Iconic Boston author Dennis Lehane wrote in a New York Times column days after the bombings that “two different friends texted me the identical message yesterday: They messed with the wrong city. This wasn’t a macho sentiment. It wasn’t ‘Bring it on’ or a similarly insipid bit of posturing…. No, what a Bostonian means when he or she says, ‘They messed with the wrong city’ is ‘You don’t think this changes anything, do you?’”

Big Papi’s iconic speech at the post-bombings Sox game was the epitome of Boston Strong. / Photo by Michael Ivins/Boston Red Sox/Getty Images

If the past few decades have taught us anything, it’s that “our fucking city” won’t let anything get in the way of its uncanny knack for reinvention—from stagnant urban backwater to thriving talent magnet, from stark segregation to majority non-white diversity, from a decaying shell of past glory to a national model of progressive urban management.

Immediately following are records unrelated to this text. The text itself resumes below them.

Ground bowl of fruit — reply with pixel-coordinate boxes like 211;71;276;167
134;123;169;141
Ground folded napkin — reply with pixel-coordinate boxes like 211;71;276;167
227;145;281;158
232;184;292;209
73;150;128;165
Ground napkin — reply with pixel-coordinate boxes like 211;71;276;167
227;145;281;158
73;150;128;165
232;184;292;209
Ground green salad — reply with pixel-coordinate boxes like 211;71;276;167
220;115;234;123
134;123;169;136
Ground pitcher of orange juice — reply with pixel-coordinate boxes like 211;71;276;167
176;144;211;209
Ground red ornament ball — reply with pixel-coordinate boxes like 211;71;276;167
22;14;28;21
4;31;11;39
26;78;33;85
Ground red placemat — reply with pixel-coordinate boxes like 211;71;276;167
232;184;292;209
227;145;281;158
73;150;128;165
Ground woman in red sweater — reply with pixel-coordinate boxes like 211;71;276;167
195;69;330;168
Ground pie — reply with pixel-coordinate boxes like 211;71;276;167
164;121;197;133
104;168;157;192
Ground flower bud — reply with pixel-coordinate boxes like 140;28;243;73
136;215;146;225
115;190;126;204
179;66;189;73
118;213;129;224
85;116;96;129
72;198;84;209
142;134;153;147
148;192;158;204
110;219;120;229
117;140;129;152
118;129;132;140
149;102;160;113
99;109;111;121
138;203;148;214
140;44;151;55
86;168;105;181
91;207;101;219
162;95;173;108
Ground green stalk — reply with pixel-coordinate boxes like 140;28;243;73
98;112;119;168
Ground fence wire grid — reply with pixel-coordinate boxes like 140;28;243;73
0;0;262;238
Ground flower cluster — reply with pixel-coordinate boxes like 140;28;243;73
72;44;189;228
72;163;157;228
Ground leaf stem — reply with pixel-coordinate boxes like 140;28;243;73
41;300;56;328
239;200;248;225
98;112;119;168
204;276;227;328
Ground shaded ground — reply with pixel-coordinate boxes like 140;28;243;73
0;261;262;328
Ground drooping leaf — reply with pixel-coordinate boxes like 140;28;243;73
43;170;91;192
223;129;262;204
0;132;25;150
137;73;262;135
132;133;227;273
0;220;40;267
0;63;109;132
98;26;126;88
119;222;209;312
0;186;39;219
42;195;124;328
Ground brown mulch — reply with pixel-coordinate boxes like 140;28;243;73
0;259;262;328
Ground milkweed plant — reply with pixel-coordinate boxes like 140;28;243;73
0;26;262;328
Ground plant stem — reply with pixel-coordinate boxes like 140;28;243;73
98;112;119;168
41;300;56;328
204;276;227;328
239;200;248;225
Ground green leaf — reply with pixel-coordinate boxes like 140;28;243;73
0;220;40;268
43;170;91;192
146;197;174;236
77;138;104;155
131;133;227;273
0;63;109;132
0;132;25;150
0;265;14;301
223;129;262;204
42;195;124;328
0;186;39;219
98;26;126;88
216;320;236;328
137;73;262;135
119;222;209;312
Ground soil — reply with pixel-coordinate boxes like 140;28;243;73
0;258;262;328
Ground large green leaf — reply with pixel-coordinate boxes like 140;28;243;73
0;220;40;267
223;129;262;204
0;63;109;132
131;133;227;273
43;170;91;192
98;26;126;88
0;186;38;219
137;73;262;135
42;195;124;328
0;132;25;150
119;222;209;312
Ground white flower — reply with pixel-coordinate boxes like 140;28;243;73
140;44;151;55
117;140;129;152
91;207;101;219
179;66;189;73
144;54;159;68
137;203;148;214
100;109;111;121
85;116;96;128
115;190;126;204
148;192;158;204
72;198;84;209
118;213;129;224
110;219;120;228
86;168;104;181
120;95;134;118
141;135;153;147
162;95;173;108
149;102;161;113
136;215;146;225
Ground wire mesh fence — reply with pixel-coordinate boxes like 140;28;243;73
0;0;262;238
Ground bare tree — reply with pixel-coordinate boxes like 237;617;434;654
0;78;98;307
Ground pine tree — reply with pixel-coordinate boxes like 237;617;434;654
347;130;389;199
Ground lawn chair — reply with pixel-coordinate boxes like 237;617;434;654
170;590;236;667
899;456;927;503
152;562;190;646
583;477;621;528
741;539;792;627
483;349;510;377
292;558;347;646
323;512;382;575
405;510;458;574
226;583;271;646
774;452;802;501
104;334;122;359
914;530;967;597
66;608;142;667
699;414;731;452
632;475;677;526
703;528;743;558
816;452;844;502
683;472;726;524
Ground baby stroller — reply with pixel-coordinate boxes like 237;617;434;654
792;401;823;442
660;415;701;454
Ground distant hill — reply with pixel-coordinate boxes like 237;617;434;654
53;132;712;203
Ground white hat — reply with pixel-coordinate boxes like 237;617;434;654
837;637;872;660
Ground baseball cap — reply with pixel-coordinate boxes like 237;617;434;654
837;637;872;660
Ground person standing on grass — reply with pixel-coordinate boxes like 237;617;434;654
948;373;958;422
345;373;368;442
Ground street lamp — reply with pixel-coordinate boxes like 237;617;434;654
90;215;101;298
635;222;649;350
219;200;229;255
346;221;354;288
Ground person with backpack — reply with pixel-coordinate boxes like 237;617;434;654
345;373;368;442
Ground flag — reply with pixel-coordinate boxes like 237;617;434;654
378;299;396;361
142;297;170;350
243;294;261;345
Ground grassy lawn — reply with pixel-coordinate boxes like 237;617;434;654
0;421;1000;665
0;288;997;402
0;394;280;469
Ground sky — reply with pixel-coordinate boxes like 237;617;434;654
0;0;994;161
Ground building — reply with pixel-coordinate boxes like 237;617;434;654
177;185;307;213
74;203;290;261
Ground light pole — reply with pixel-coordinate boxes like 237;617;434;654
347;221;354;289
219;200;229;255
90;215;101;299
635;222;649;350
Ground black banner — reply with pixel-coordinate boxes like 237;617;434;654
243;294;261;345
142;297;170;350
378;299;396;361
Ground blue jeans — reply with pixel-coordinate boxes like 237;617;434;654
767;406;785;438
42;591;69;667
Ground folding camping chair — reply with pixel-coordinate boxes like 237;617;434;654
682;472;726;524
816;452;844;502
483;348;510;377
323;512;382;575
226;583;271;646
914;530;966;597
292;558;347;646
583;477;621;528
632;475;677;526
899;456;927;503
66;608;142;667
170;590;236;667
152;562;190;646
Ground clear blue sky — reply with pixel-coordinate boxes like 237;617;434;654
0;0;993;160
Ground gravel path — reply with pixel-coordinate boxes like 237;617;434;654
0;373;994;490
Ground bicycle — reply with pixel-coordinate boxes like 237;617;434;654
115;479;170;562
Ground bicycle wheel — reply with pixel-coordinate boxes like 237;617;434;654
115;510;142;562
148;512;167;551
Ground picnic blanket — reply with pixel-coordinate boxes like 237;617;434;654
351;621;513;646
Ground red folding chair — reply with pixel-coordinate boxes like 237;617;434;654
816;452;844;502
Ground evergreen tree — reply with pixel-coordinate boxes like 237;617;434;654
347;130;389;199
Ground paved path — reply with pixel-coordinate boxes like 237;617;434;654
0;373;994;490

And even if the slogan failed to become the catalyst for change that some had hoped, the past decade in Boston has still been one of progress, with new, very different political leadership across the mayor’s office, City Council, and Beacon Hill.

So perhaps the best way to remember Boston Strong is not as an unqualified success or unmitigated disaster but rather the starting point for an uncertain but promising journey ahead, imbued with the same mix of communal awareness and optimism that suffuses the marathon starting line in Hopkinton. And, like the city it extols, a work in progress. Says Dot Joyce: Boston’s “ability to reinvent itself when change presents—that’s the epitome of Boston Strong.”